Sunday, June 6, 2010

"Proof In the Low-Fat Pudding"

Maybe it's my new-found love of Trader Joe's, or that I recently watched "Super Size Me," but I'm suddenly fascinated by eating habits.

So much so, that during a visit to a local DCPL branch, I found Michael Pollan's "In Defense of Food" on display. I checked it out.

Pollan attributes part of America's eating problem to our Puritan roots (those gosh-darn prudes):

"Like sex, the need to eat links us to the animals, and historically a great deal of Protestant energy has gone to helping us keep all such animal appetites under strict control."

Of course this is just a brief mention of Christian social reform, but I think it bears another look.

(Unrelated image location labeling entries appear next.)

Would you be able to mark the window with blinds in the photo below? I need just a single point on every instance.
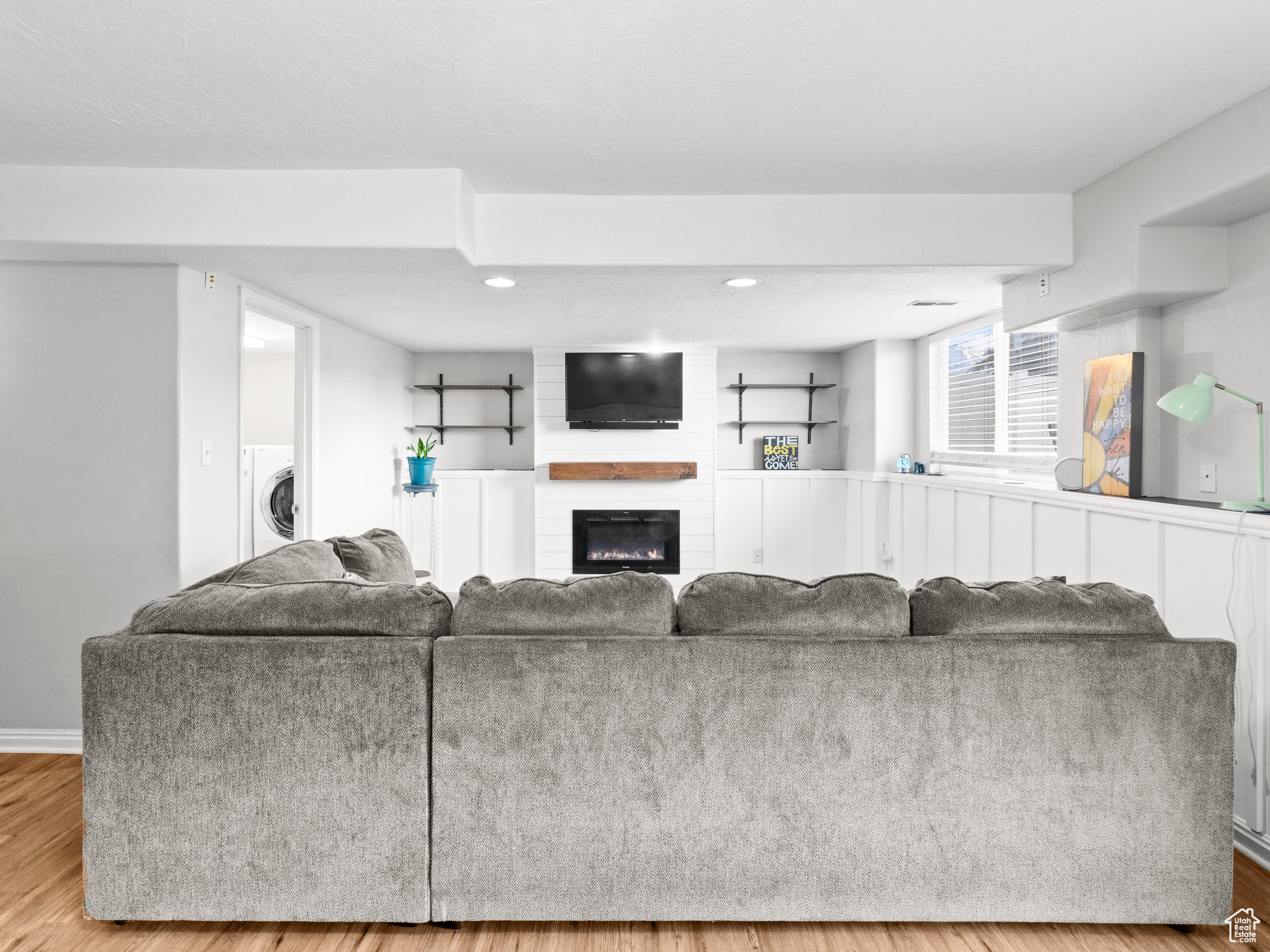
(995, 398)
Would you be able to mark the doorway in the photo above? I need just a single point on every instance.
(277, 371)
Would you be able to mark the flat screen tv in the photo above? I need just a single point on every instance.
(616, 387)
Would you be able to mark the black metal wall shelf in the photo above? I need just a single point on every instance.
(440, 387)
(810, 421)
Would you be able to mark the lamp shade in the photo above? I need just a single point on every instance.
(1191, 402)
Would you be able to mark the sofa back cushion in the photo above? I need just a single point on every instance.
(949, 606)
(301, 562)
(623, 603)
(838, 606)
(378, 555)
(332, 607)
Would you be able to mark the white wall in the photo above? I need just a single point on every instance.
(478, 450)
(88, 474)
(879, 392)
(269, 399)
(779, 367)
(208, 368)
(858, 413)
(893, 403)
(1227, 335)
(362, 432)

What if we (a) bought "real" food instead of processed food and (b) what if we took time to enjoy it? I realize both of those suggestions are hardly convenient, but I wonder if the long-term effects might bode better for us than the "easy" path?

One report - "Too Fat to Fight" produced for Mission: Readiness found a sobering statistic : 75% of young people who want to enter the military cannot do so for three main reasons. One of those reasons? Obesity. The statistic comes to include 27 percent of young people who are overweight. In other words, obesity is a concern for national security.

If you don't want to read Pollan's book, just take a look at the cover, which offers this simple message:

Eat food. Not too much. Mostly plants.

2 comments:

Rebecca said...

I love MP's books. And real food. I have switched out a lot of foods that I used to eat for ones from Whole Foods and TJ's and farmers markets, and I feel healthy!

Also, one of my final papers was on the unhealthy relationships that Americans have formed with 'food products'.

Glad you found that book! :) Watch Food Inc too!

Meg B said...

Thanks for your comment, Rebecca! Your paper sounds fascinating, too. A lot of what Pollan talks about is how imitation food passes for real because it's pumped with the same "nutrients" as the real thing.